Ainsi, Wadjda qui ne se retrouve pas dans l’arbre généalogique de la famille, et c’est normal, lui explique sa mère, puisque seuls les hommes peuvent y figurer. Ainsi, le repas où son père reçoit des amis à domicile et où sa femme et sa fille frappent à la porte fermée de la salle à manger et laissent les plats sur le sol à proximité avant de s’esquiver, puis de manger les restes ensuite. Ainsi, cette réunion réservée aux hommes, dans la cour à côté de leur domicile, où toutes les deux, mère et fille, sur la terrasse, se baissent pour ne pas être vues. Ainsi, le professeur qui réprimande les élèves entrant dans l’école et qui parlent fort au motif que des hommes pourraient les entendre. Ainsi, les tenues des femmes dans la rue, abaya et foulard sur le visage masquant même les yeux, qui ne laisse à voir que leurs mains ; les hommes sont en tenue claire, les femmes en noir, une symbolique limpide. Et ces chauffeurs masculins qui conduisent les femmes à leur travail et abusent de leurs situations, puisqu’elles ne peuvent pas conduire, mais pas non plus se déplacer seules dans la rue sur de trop longues distances. Et enfin cette femme, la mère, amoureuse de son mari, qui va la quitter sans acte juridique de divorce parce qu’elle ne peut pas avoir d’enfant mâle.
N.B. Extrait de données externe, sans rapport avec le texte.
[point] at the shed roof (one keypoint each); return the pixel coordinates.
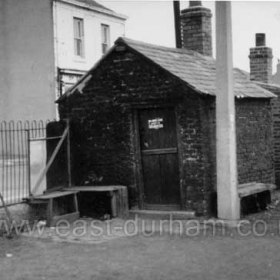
(196, 70)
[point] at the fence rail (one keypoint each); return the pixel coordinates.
(15, 157)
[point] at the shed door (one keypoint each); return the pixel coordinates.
(158, 144)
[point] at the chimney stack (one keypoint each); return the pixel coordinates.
(197, 28)
(260, 61)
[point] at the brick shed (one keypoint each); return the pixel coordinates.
(144, 117)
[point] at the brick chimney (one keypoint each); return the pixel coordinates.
(260, 61)
(197, 28)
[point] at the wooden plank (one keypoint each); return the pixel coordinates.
(160, 151)
(45, 170)
(70, 217)
(54, 195)
(94, 188)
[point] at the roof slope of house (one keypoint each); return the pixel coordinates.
(198, 71)
(93, 5)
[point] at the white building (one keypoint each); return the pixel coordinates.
(45, 46)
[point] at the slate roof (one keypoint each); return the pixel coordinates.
(196, 70)
(95, 6)
(93, 3)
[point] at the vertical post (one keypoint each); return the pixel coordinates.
(68, 154)
(177, 23)
(28, 162)
(228, 201)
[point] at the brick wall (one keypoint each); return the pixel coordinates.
(275, 102)
(103, 149)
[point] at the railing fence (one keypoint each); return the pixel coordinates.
(15, 137)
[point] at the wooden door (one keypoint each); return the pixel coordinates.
(158, 144)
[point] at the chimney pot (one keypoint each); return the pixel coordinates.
(260, 39)
(260, 61)
(197, 28)
(195, 3)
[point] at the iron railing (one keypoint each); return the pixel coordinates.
(15, 157)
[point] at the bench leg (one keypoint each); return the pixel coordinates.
(50, 212)
(76, 206)
(113, 204)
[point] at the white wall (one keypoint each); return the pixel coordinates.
(64, 35)
(27, 75)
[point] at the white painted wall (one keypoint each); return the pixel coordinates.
(64, 35)
(27, 67)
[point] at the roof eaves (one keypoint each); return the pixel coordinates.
(126, 42)
(94, 8)
(84, 78)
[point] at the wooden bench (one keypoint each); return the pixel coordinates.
(254, 196)
(118, 197)
(50, 198)
(254, 188)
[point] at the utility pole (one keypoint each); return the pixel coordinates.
(177, 23)
(227, 178)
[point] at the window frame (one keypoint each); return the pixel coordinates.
(79, 38)
(105, 37)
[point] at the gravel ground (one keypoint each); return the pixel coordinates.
(199, 251)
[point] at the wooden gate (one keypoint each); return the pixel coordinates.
(159, 153)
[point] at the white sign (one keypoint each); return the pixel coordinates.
(155, 123)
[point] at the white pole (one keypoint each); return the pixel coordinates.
(228, 201)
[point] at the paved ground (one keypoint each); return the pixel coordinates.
(196, 252)
(165, 257)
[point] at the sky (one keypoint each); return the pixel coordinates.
(153, 22)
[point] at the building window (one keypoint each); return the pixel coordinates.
(79, 37)
(105, 37)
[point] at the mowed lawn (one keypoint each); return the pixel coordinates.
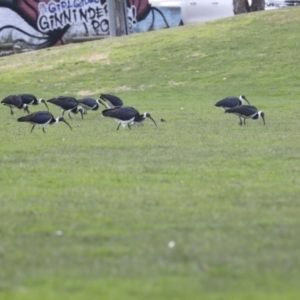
(89, 213)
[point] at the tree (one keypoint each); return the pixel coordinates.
(243, 6)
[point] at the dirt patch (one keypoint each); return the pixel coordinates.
(99, 57)
(89, 93)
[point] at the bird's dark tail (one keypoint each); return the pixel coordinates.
(23, 119)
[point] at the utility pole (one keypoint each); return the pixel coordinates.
(117, 16)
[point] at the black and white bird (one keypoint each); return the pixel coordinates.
(110, 101)
(30, 99)
(89, 104)
(42, 118)
(126, 115)
(230, 102)
(14, 101)
(246, 112)
(68, 104)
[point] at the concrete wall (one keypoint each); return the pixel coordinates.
(45, 23)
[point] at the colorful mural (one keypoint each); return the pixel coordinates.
(45, 23)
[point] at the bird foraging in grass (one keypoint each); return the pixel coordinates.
(68, 104)
(30, 99)
(230, 102)
(15, 101)
(42, 118)
(126, 115)
(246, 112)
(110, 101)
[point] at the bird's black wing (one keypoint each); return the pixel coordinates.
(28, 98)
(123, 113)
(12, 100)
(114, 100)
(38, 117)
(228, 102)
(244, 110)
(64, 102)
(90, 102)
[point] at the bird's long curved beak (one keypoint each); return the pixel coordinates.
(67, 124)
(45, 104)
(152, 119)
(26, 109)
(102, 103)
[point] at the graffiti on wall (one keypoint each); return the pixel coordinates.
(45, 23)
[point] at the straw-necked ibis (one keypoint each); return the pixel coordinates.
(42, 118)
(30, 99)
(68, 104)
(110, 101)
(126, 115)
(230, 102)
(246, 112)
(14, 101)
(89, 104)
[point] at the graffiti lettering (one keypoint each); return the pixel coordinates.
(67, 12)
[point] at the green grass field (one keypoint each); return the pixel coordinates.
(88, 213)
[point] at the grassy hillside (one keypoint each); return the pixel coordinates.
(89, 213)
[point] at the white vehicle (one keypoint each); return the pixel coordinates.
(198, 11)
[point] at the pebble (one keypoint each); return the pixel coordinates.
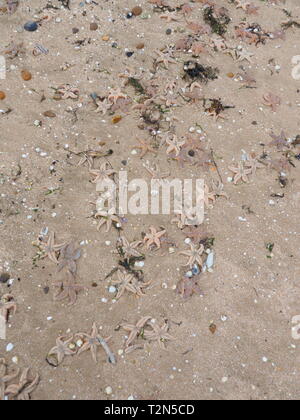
(9, 347)
(93, 26)
(137, 11)
(108, 390)
(31, 26)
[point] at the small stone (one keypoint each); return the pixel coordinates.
(137, 11)
(116, 119)
(108, 390)
(93, 26)
(31, 26)
(9, 347)
(49, 114)
(26, 75)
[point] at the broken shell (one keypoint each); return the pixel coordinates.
(26, 75)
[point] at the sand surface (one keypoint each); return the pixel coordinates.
(235, 340)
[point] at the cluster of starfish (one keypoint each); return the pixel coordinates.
(65, 256)
(146, 329)
(21, 390)
(78, 344)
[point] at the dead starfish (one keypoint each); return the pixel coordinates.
(241, 173)
(62, 349)
(93, 341)
(272, 101)
(175, 145)
(67, 91)
(145, 148)
(68, 257)
(102, 175)
(135, 330)
(154, 237)
(24, 388)
(107, 217)
(5, 378)
(129, 249)
(7, 304)
(159, 334)
(194, 255)
(68, 289)
(51, 249)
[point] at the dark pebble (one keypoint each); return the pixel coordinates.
(4, 277)
(31, 26)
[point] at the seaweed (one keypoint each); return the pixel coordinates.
(195, 70)
(217, 24)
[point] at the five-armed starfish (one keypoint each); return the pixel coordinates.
(241, 173)
(194, 255)
(153, 238)
(135, 330)
(159, 334)
(62, 349)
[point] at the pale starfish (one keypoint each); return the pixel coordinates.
(272, 101)
(103, 106)
(7, 304)
(154, 237)
(115, 95)
(51, 249)
(175, 145)
(279, 141)
(241, 173)
(68, 289)
(145, 148)
(68, 257)
(24, 388)
(62, 349)
(165, 59)
(107, 217)
(194, 255)
(102, 175)
(68, 92)
(93, 341)
(5, 378)
(135, 330)
(159, 334)
(129, 249)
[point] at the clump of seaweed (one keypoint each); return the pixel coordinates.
(217, 21)
(195, 70)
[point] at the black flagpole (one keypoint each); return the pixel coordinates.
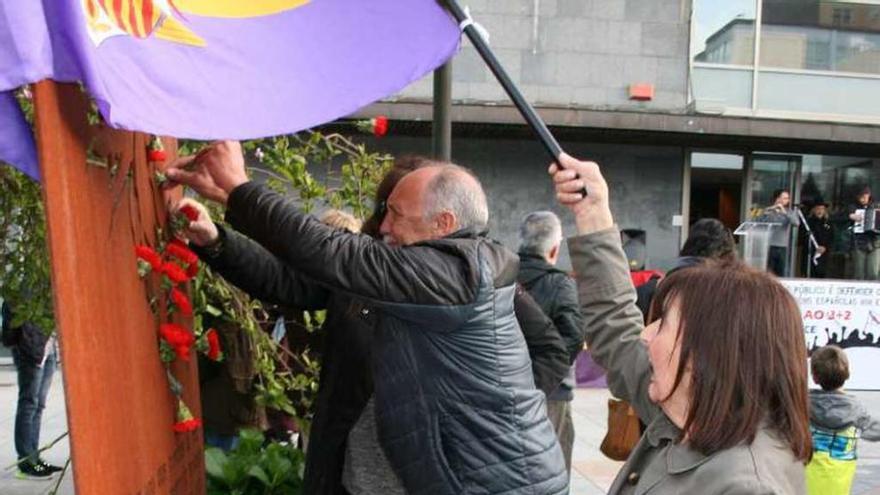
(525, 108)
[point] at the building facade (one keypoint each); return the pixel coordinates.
(694, 108)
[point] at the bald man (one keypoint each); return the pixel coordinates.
(455, 408)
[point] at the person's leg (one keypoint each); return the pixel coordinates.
(48, 371)
(872, 264)
(29, 378)
(859, 257)
(777, 260)
(49, 367)
(559, 413)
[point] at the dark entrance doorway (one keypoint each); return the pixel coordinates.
(716, 188)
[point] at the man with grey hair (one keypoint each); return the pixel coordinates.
(455, 409)
(556, 293)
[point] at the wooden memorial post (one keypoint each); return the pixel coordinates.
(101, 200)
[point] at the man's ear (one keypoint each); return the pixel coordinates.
(554, 252)
(446, 223)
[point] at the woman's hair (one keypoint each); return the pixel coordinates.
(830, 367)
(341, 220)
(742, 338)
(402, 166)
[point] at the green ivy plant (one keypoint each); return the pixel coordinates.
(252, 468)
(24, 255)
(316, 170)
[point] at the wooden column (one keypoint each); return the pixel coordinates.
(101, 199)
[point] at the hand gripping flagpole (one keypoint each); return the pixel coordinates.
(478, 36)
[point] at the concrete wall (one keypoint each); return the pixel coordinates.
(645, 184)
(586, 53)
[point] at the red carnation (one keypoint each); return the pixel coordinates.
(380, 125)
(177, 337)
(190, 212)
(181, 301)
(179, 250)
(174, 272)
(156, 150)
(214, 351)
(147, 254)
(187, 425)
(156, 155)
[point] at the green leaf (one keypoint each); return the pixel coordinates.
(215, 461)
(258, 473)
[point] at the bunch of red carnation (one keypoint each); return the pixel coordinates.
(176, 264)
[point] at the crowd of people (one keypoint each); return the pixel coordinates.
(837, 241)
(718, 377)
(447, 359)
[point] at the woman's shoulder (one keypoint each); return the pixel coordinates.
(767, 465)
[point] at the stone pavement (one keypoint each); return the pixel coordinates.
(592, 473)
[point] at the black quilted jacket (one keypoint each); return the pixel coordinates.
(456, 404)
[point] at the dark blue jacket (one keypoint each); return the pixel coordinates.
(456, 404)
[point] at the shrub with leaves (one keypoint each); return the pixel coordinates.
(254, 468)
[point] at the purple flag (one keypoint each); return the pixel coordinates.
(237, 69)
(16, 139)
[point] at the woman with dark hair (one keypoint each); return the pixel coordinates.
(719, 377)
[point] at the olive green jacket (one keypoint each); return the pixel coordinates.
(658, 464)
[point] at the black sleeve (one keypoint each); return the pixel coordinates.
(355, 264)
(550, 361)
(251, 268)
(567, 315)
(644, 296)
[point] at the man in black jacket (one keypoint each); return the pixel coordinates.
(455, 409)
(540, 237)
(346, 379)
(35, 356)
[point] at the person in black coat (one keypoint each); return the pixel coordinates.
(35, 356)
(556, 292)
(823, 231)
(346, 377)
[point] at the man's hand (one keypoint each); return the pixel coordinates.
(201, 231)
(213, 173)
(592, 213)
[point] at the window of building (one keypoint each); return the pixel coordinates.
(724, 32)
(820, 35)
(803, 48)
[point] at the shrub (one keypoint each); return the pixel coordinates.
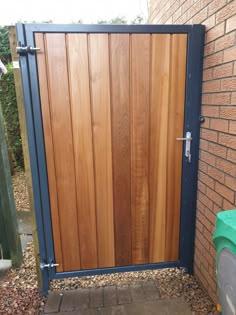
(8, 102)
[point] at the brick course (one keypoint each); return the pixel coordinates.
(217, 155)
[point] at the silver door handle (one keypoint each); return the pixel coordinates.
(188, 140)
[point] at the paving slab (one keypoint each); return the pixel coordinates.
(175, 306)
(75, 300)
(123, 295)
(109, 295)
(96, 297)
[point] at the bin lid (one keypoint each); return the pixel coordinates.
(225, 230)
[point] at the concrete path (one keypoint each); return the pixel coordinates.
(138, 299)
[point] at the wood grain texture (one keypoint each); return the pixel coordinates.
(119, 67)
(49, 148)
(140, 64)
(63, 148)
(101, 120)
(83, 147)
(158, 144)
(174, 153)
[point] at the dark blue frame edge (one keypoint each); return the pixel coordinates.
(25, 33)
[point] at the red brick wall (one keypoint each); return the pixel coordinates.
(217, 165)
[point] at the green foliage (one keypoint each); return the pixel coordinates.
(5, 52)
(122, 20)
(10, 113)
(116, 20)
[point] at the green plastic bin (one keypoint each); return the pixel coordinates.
(224, 239)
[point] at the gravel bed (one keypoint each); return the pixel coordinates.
(20, 191)
(172, 282)
(19, 292)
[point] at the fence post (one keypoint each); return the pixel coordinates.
(10, 238)
(22, 119)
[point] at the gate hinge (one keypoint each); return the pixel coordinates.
(44, 265)
(23, 50)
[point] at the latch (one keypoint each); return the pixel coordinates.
(23, 50)
(44, 265)
(188, 140)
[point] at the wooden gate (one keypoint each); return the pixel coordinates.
(108, 106)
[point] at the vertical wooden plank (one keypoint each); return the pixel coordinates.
(119, 63)
(83, 147)
(48, 138)
(158, 144)
(63, 148)
(101, 117)
(174, 153)
(140, 64)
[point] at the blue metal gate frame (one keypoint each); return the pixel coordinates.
(28, 65)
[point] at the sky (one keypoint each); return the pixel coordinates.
(68, 11)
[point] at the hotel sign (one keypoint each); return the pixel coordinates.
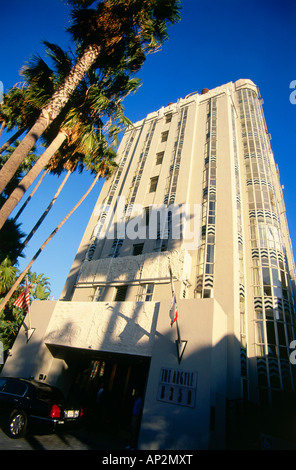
(177, 387)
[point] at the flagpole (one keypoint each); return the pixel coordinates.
(180, 344)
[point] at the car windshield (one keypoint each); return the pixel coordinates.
(49, 394)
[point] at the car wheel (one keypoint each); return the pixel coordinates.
(17, 425)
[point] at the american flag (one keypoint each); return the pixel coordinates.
(173, 309)
(23, 300)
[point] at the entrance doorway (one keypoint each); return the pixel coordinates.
(106, 386)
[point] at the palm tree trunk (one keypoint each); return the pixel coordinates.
(30, 177)
(12, 139)
(25, 271)
(45, 213)
(49, 113)
(2, 128)
(30, 196)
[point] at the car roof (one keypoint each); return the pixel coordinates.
(30, 381)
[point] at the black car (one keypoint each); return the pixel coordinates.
(25, 403)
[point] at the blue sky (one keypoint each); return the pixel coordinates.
(215, 42)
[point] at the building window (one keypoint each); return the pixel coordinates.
(120, 294)
(116, 247)
(98, 294)
(145, 293)
(159, 158)
(164, 136)
(153, 184)
(146, 215)
(138, 249)
(168, 118)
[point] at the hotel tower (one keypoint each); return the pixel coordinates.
(183, 286)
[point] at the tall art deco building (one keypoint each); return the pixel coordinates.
(195, 209)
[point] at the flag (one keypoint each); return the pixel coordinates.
(173, 309)
(23, 300)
Tout cela tisse un univers kafkaïen, vu de moi, où les femmes se résignent, faute de mieux, à n’être que des moitiés d’elles-mêmes. Les hommes apparaissent à la fois dominants (puisqu’ils ont des espaces de liberté bien plus importants que ceux des femmes, conduire, voyager seul et à visage découvert) et très faibles, puisqu’il faut que les femmes se voilent entièrement pour qu’ils échappent à leurs instincts (j’ai entendu récemment qu’un imam recommandait que les petites filles se voilent à partir de l’âge de deux ans, pour ne pas exciter la concupiscence des hommes…). Dans les gestes de tous les jours, ce sont les femmes qui en font les frais et c’est difficile à supporter.
Certes, je ne veux pas stigmatiser ici la seule religion musulmane, puisque nous avons des équivalents fameux dans la religion chrétienne (voir le film « The Magdalene sisters », Peter Mullan, 2001) ou dans la religion juive (voir le film « Kadosh« , Amos Gitaï, 1999), les femmes étant toujours dépréciées comme source de pêché potentiel ou advenu et représentant par là-même un danger.
Nous touchons là à l’inconscient humain façonné par la religion, dans son côté le plus noir et dans sa plus mauvaise acception.
Merci à Haifaa Al Mansour de nous avoir donné ce film, qui restera dans ma mémoire (et d’ailleurs, je me demande comment elle a pu réussir à le filmer dans ce pays si intolérant à son sexe ?).